La France s'expose à de lourdes sanctions financières
L'Eurométropole propose d'engager une consultation publique sur le sujet. Son président, Robert Herrmann, entend se baser sur la généralisation du transport à la demande à toutes les communes, sur le développement du covoiturage et de l'autopartage ou encore sur l'évolution de l'offre de vélo à assistance électrique et du pass mobilité pour accompagner les citoyens.Pour rappel, en mai 2018, la Commission européenne a décidé de renvoyer la France devant la Cour de justice de l’Union européenne (CJUE) pour non-respect des normes de qualité de l’air. La France, qui s'expose à une sanction d'au moins 11 millions d'euros et des astreintes journalières d'au moins 240 000 euros jusqu'à ce que les normes de qualité de l'air soient respectées, se doit donc d'agir et la mise en place de zones à faibles émissions (ZFE) va dans ce sens.

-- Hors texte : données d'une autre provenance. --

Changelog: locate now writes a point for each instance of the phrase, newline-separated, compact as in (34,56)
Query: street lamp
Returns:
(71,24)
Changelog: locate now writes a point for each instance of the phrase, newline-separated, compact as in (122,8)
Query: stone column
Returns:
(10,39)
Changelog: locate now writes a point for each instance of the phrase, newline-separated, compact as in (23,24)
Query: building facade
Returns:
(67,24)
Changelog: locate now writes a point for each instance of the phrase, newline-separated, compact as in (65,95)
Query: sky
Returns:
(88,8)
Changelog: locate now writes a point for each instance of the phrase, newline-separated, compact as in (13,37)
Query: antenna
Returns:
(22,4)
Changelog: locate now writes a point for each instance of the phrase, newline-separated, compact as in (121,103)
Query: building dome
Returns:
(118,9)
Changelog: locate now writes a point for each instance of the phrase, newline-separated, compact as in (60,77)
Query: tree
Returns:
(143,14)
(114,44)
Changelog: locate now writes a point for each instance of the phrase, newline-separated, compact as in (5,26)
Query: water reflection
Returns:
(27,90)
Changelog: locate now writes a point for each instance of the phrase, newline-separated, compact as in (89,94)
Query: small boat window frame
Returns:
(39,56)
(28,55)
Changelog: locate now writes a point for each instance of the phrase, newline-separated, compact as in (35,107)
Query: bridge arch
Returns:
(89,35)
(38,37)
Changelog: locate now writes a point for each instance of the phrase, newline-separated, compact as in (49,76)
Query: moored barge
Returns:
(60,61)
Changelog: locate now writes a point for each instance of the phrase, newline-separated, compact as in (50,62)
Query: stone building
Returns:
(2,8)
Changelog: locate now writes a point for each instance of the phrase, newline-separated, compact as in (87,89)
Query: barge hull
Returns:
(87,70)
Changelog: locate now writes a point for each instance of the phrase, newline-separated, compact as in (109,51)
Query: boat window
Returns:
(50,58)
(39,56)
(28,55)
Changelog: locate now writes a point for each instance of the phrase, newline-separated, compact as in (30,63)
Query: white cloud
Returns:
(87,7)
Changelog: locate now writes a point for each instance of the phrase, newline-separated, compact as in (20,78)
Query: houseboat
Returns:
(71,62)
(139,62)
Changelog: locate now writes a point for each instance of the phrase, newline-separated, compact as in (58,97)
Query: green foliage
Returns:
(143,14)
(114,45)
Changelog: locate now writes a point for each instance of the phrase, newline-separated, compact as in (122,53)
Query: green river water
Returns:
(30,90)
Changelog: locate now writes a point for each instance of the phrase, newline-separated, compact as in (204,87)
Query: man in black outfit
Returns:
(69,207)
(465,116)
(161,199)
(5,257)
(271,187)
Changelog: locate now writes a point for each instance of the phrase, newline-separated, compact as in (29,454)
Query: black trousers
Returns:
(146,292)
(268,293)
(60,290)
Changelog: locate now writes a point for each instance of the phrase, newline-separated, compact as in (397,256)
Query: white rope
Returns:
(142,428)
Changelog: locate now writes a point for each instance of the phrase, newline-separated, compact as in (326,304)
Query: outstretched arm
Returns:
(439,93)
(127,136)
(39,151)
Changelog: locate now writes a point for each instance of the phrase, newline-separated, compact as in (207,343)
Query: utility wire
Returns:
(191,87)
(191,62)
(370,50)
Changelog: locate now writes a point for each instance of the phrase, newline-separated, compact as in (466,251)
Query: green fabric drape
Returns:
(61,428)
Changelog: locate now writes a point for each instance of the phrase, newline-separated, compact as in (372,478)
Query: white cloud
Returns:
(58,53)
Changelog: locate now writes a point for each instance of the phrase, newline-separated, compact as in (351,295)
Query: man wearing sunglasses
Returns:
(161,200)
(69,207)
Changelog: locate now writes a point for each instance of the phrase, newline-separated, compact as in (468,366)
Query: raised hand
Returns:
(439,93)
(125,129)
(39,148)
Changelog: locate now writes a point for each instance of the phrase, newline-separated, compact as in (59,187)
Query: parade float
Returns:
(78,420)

"La ZFE, c'est une nécessité pour échapper aux amendes au niveau européen, ce n'est pas juste pour le plaisir, c'est aussi parce qu'il y a un vrai problème de qualité de l'air sur le territoire métropolitain et au-delà, et qu'il faut que nous prenions impérativement des mesures qui nous permettent de réparer cela et de faire redescendre la situation en-dessous des normes européennes et de s'approcher des normes mondiales", conclut Robert Herrmann.